Witnesses to the scene recounted that he lay on the ground and was able to ask, "Why?" three or four times. The answer to that question, of course, could be found not so much in a Nevada intersection, as in Washington, D.C., and GM's Michigan headquarters. But the answer to that question was being obscured, hidden, covered up.


In my very first trial, the truth came out about that coverup. GM wanted to know if my clients would take $50 million to settle, so the truth would never come out. My client said, "No, it's not about money." So the truth did come out.


An engineer at GM had calculated that it was only worth $2.20 to prevent all fuel-fed fires in GM vehicles. He did that analysis to assist GM in figuring out how much to spend on fuel systems. And by the way, it cost more than $2.20 to fix the C/K pickup truck fire defect. Yeah, it's usually cheaper to pay lawsuits than to fix defects. Remember when I told you about the Koch pipeline explosion? That's what the manager at Koch Industries said. "We'll just pay the lawsuits."


The documents in the GM case were staggering when they came out. There were stories on 60 Minutes, all over the news. But why didn't they come out earlier? Coverup. It worked for over a decade, and they came this close to covering it up forever. These coverups happen again and again.

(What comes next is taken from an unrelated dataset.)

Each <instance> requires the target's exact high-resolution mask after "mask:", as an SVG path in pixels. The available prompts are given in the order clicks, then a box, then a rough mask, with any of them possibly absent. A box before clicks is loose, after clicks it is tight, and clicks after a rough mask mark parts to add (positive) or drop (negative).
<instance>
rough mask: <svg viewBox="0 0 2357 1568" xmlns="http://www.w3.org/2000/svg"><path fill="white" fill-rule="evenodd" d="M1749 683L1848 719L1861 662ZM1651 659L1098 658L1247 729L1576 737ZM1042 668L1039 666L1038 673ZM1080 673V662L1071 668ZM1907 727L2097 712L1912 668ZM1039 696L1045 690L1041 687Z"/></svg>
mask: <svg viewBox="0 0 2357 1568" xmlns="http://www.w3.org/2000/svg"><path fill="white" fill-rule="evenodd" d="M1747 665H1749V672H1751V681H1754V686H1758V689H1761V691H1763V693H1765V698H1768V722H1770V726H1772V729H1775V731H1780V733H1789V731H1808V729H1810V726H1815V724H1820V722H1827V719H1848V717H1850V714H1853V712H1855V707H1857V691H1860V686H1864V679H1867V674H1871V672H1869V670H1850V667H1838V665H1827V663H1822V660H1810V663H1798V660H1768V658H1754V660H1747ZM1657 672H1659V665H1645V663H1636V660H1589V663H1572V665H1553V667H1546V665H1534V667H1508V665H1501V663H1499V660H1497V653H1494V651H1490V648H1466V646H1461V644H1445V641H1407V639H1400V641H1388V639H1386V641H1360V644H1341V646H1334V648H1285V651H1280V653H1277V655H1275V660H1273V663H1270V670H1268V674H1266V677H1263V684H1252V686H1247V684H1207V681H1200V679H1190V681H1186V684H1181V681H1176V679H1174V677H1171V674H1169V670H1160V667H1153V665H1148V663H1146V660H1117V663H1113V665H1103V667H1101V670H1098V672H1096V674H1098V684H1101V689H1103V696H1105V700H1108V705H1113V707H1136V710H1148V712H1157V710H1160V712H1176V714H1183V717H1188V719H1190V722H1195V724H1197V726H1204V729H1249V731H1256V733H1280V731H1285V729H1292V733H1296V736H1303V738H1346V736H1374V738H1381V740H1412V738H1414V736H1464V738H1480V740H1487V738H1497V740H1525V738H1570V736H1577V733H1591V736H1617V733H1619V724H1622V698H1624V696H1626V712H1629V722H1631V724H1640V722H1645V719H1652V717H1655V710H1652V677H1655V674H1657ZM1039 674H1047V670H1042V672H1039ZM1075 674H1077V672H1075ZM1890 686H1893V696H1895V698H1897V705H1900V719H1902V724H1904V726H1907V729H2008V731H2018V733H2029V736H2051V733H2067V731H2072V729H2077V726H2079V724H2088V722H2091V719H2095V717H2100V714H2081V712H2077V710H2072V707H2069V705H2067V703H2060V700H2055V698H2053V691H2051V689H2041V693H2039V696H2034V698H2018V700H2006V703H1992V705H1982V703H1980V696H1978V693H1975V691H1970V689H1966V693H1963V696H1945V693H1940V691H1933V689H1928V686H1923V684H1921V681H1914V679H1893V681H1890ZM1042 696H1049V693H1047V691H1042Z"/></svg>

Just recently, in regard to a totally different defect, GM was prosecuted by the federal government for fraud and lying to safety regulators. They knew they had a defect. They fixed it for future cars. But they didn't want to pay for a recall, so they changed the part, but kept the same part number to fool investigators. Over 100 people died, and they almost got away with it. Well, if you ask me, they did get away with it. They just got found out.


Global apex corporations can break the law with impunity, and even kill without any serious punishment. It's far worse than you suspect because the coverups usually succeed. You only know about the cases where they got caught, and it's just the tip of the iceberg. So many Americans die each year in ways that would be prosecuted as criminal homicide, except that a corporation does it. So, yes, you're in physical danger, but that's not all. They have seized so much more power over you and how you live your life.